Dopo aver completato la catena dei Sangre de Cristo, lunedì si è spostato verso le San Juan Mountains, un territorio che conosce bene grazie alle cinque partecipazioni alla Hardrock 100. «Questa volta sarà bello vivere qualcosa di diverso» aveva anticipato prima della partenza.
La decima frazione del progetto States of Elevation è iniziata al mattino in sella alla bici, con circa 107 km pedalati fino al villaggio di Creede. Da lì è partito un impegnativo tratto a piedi di circa 44 km, lungo il Continental Divide Trail, che lo ha portato fino ai 4.267 metri del San Luis Peak, uno dei celebri Fourteeners del Colorado. La giornata si è chiusa con un’ulteriore sezione in bici fino al campo notturno, sotto un cielo limpido e circondato dai colori autunnali. Una tappa faticosa ma anche tra le più spettacolari finora, grazie alla varietà dei paesaggi attraversati e all’atmosfera unica delle montagne del Colorado.

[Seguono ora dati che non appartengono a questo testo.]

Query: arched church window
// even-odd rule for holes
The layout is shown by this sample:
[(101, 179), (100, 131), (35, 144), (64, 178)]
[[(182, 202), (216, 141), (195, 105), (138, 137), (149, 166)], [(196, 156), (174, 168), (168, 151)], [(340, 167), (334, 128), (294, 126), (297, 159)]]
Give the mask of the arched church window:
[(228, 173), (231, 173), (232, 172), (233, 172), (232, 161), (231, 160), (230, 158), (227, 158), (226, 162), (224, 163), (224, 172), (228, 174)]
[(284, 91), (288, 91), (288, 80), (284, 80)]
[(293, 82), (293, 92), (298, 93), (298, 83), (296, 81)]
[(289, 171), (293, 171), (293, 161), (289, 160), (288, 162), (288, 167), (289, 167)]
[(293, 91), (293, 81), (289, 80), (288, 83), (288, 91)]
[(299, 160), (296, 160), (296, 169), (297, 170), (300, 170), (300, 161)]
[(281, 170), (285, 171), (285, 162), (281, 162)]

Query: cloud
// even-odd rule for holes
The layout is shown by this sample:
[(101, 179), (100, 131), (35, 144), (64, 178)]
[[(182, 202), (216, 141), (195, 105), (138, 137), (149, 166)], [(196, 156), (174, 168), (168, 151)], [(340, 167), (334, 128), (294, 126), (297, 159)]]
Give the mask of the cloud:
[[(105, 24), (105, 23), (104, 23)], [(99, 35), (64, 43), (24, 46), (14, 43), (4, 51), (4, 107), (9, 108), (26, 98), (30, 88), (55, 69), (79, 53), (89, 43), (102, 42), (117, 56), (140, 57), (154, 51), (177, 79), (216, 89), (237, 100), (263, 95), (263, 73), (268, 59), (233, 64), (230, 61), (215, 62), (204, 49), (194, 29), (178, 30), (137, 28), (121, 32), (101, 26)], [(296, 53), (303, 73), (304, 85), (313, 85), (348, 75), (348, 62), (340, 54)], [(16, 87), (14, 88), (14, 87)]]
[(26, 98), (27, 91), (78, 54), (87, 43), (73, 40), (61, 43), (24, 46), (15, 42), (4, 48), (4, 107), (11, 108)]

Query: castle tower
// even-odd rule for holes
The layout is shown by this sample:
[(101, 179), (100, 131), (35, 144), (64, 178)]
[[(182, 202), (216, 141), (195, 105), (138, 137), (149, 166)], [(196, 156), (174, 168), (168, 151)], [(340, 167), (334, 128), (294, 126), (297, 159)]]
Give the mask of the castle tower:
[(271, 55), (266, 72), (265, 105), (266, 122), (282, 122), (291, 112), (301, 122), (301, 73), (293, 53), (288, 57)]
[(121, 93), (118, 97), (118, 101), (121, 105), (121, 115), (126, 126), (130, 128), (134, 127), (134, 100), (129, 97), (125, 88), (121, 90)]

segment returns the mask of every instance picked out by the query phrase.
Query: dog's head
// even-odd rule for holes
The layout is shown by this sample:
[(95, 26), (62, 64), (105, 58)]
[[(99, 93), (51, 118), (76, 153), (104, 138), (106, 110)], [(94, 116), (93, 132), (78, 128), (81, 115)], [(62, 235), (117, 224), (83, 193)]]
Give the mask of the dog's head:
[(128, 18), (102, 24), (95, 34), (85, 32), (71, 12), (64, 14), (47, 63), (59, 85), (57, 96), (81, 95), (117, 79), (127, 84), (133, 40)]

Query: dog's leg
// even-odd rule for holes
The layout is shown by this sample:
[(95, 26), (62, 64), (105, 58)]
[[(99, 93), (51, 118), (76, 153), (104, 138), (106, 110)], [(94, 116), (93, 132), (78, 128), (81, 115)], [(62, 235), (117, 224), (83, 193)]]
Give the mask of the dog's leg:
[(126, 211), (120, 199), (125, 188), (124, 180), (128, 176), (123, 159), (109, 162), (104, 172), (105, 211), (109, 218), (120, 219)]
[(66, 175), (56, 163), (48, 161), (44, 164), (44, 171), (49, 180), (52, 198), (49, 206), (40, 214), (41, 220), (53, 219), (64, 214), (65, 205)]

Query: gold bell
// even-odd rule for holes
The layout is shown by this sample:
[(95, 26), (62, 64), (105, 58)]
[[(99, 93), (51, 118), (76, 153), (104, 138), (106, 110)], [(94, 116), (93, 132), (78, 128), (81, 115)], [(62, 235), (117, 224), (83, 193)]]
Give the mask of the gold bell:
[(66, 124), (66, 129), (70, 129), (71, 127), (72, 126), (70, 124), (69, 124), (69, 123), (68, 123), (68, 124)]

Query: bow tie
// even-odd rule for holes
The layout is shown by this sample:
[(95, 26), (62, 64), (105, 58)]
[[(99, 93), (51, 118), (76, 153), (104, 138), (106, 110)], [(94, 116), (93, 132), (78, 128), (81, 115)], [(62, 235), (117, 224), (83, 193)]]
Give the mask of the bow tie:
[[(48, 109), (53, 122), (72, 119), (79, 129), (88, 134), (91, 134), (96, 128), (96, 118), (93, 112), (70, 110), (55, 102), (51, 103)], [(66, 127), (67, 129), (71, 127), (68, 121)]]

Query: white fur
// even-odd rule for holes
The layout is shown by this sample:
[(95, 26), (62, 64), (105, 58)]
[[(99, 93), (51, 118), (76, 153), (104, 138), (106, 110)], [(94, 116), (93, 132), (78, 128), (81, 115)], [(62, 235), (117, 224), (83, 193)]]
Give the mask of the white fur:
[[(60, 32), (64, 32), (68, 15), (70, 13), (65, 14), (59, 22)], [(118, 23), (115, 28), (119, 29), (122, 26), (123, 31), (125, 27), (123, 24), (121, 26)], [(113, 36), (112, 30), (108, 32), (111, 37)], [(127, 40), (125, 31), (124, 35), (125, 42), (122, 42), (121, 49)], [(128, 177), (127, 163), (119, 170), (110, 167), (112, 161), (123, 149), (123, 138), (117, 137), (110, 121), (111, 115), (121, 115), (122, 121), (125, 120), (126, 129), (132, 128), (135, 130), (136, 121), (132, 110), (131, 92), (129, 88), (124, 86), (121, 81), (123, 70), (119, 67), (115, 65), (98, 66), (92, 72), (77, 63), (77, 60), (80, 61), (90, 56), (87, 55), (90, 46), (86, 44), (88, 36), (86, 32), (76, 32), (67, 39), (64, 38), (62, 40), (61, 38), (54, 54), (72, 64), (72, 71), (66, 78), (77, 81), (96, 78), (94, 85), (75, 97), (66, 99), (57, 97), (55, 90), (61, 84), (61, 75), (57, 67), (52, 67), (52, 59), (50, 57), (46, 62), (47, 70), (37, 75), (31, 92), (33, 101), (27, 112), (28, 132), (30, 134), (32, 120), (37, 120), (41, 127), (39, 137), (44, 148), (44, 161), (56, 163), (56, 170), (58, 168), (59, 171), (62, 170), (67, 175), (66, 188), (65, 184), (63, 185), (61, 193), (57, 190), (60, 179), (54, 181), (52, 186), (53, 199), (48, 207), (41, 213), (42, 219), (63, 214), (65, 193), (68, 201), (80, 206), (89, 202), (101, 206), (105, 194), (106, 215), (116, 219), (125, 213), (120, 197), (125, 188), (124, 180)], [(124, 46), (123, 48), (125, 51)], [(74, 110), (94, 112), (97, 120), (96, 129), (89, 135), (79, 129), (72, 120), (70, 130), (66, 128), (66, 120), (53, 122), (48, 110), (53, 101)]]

Dopo le prime tre tappe Kilian ha raggiunto il Mount Massive (4.398 m) e il Mount Elbert (4.401 m), per poi spostarsi in bici da Twin Lakes ad Aspen (54 miglia). Poi è venuto il momento della Elks Traverse, che unisce in circa 80 km sette Fourteneers: Capitol Peak, Snowmass, Maroon Peak, North Maroon Peak, Pyramid Peak, Conundrum Peak, e Castle Peak. Mancava ancora uno dei percorsi più iconici tra Fourteeners, la Nolan’s 14, una traversta che tocca ben 14 vette. Due in realtà Kilian le aveva già raggiunte (i già citati Mount Massive ed Elbert), per il resto del percorso si è fatto accompagnare in parte dal fondatore del marchio di orlogi GPS Coros, Lewis Wu, e dall runner Sage Canaday. Ma c’è stato un terzo compagno meno gradito, il maltempo, con temporali e bufere di neve. A Pikes Peak invece Kilian ha potuto confrontare il suo tempo con quello di sei anni fa, quando ha vinto la Pikes Peak Marathon: oggi 3 ore e 45 minuti, allora 3 ore e 27 minuti. Peccato che nel 2019 non avesse nelle gambe altri 33 Fourteeners…

© Nick Danielson
Il mondo a testa in giù
La prima gara di scialpinismo in Australia
Con l'avvicinarsi del debutto dello scialpinismo ai Giochi Olimpici fioccano anche le gare in luoghi dove prima d'ora le pelli non si erano mai viste. È il caso dell'Australia. Il Falls Creek SkiMo Challenge, domenica 24 agosto, ha visto la presenza di tre atleti australiani di Coppa del Mondo della scorsa stagione: Bellingham, McCann e Daniel Trevena,
Il presidente di Snow Australia SkiMo, Brian Lichi, è stato anche Direttore di Gara. «Il percorso alla fine è risultato un po’ un ibrido tra una Sprint e una Staffetta Mista», ha spiegato Lichi, che ha gareggiato in Coppa del Mondo in Europa nelle ultime due stagioni. «L’evento presentava tutte le caratteristiche di una gara Sprint, compresi tre cambi d'assetto e un tratto a piedi per ogni giro, ma con una salita più lunga e uno slalom gigante, tanto che i migliori sciatori impiegavano circa 6-7 minuti per giro.»